Até agora os apoios a Haddad têm sido extremamente frios e protocolares. Apenas cinco partidos anunciaram que abraçaram a iniciativa. Dois deles já faziam parte da coligação liderada pelo PT no primeiro turno. O restante é formado em sua maioria por siglas de esquerda com peso eleitoral limitado.

Tentativas de atrair o PSDB e a Rede, dos candidatos derrotados Geraldo Alckmin e Marina Silva, não renderam frutos. Os tucanos se declaram neutros e Marina afirmou que repudia Bolsonaro, mas não se posicionou a favor de Haddad.

Já o apoio do PDT de Ciro Gomes foi apenas protocolar. O próprio Ciro deixou claro que não pretende se engajar em atos da campanha petista. Entre os presidenciáveis derrotados no primeiro turno, Haddad só conseguiu o previsível apoio de Guilherme Boulos (PSOL), que conseguiu menos de 1% dos votos.

O PT também não tem conseguido obter simpatia de personalidades do mundo político.
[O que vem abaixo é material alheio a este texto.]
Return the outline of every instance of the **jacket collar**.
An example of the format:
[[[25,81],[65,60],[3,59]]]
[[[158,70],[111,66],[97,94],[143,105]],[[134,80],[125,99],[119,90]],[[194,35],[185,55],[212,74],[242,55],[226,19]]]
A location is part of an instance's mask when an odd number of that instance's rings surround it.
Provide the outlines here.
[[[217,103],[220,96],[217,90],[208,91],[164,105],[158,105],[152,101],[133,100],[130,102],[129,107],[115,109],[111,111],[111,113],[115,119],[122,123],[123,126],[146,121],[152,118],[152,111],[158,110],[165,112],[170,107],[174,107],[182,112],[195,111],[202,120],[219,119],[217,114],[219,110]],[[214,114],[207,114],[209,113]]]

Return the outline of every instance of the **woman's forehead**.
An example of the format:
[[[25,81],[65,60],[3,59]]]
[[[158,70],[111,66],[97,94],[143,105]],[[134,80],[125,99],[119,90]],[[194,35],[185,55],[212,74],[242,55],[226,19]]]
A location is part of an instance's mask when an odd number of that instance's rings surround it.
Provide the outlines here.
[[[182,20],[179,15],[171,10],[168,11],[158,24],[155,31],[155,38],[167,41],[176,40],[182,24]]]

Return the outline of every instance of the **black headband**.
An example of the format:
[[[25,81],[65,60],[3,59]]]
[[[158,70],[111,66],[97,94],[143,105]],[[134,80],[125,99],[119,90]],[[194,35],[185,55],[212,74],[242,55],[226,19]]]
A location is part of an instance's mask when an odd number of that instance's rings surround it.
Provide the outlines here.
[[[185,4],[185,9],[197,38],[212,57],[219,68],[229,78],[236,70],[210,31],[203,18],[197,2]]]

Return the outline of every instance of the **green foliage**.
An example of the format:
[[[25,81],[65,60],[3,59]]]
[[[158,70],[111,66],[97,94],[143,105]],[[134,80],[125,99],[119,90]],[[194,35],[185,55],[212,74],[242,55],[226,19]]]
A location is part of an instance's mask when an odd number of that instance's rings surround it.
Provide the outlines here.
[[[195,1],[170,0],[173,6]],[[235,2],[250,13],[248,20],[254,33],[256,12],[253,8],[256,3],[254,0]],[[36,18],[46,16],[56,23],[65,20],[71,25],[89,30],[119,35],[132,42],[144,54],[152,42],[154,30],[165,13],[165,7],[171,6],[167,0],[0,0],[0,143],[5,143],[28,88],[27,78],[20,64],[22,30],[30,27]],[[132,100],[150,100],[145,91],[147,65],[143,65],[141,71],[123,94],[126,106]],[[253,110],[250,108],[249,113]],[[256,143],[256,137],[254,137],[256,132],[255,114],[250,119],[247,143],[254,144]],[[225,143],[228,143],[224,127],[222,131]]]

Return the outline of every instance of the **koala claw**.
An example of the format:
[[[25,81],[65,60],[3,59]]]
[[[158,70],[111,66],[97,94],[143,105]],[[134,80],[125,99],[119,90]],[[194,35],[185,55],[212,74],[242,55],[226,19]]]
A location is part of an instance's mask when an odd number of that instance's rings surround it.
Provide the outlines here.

O ex-presidente Fernando Henrique Cardoso chegou a sinalizar uma aproximação ao afirmar que entre ele e Bolsonaro existia um "muro", e que em relação a Haddad existia uma "porta". Mas nesta quinta-feira, FHC afirmou que essa porta está "enferrujada" e que a fechadura "enguiçou".

Uma aproximação com o ex-ministro Joaquim Barbosa, que chegou a ensaiar uma candidatura presidenciável no começo do ano, também não rendeu qualquer gesto de apoio.

A agonia da "frente democrática" foi escancarada pelo irmão de Ciro, o ex-governador Cid Gomes, em um ato nesta semana no Ceará. Diante de uma plateia de petistas, Cid criticou o PT.

"Tem que fazer mea-culpa, tem que pedir desculpa, tem que ter humildade e reconhecer que fizeram muita besteira", disse, em referência à corrupção envolvendo membros do PT e a derrocada econômica do governo Dilma. Ele ainda avisou: "vão perder feio". No dia seguinte, Cid ainda tentou remediar o episódio gravando um vídeo de apoio a Haddad. Mas o estrago já havia sido feito.

Relacionamentos tumultuados

A frieza encontrada pelo PT parece ser explicada pelo relacionamento tumultuado do partido com outros adversários. Marina Silva foi alvo de ataques e críticas pesadas que partiram dos petistas em sua campanha em 2014. Já os tucanos foram seguidamente taxados de "golpistas" pelo PT nos últimos anos.

O próprio Haddad reconheceu na quinta-feira em entrevista a uma rádio que a fala de Cid "pode ser ressentimento" depois que o PT atuou antes do primeiro turno para isolar a candidatura de Ciro. Na ocasião, o PT fez um acordo regional com o PSB em troca deste não apoiar Ciro. O PDT encarou a atitude como uma ação para sabotar as chances do seu candidato e manter a hegemonia dos petistas no campo da esquerda.

Haddad também admitiu a agonia da "frente democrática". "A frente está se dando muito mais pela sociedade civil do que pelos partidos. Gostaria que se desse também pelos partidos", disse.

Para ampliar seu apelo, o petista vem protagonizando algumas mudanças. A foto de Lula sumiu das imagens da campanha. Haddad também reconheceu em parte a corrupção que atingiu estatais nos governos Lula e Dilma. Ele chegou até mesmo a elogiar a atuação do juiz Sérgio Moro, da operação Lava Jato. Mas esses acenos têm mostrado pouco resultado, como mostram as pesquisas e o raquitismo do leque de alianças dos petistas.

Na última quinta-feira (18/10), um grupo de intelectuais brasileiros divulgou uma carta apelando mais uma vez para que os candidatos derrotados no primeiro turno abracem a candidatura de Haddad com o intuito de impedir uma vitória de Bolsonaro. Entre as personalidades que assinaram o documento estão ex-ministros, diplomatas, economistas, um historiador e juristas.

"Caso o chamado de unidade efetiva não seja feito, ou seja recusado, que cada um dos nominados carregue com a sua responsabilidade pública pela catástrofe que se anuncia", apontou o documento. "A história vai cobrar das lideranças políticas o que fizerem ou deixarem de fazer nestas horas decisivas."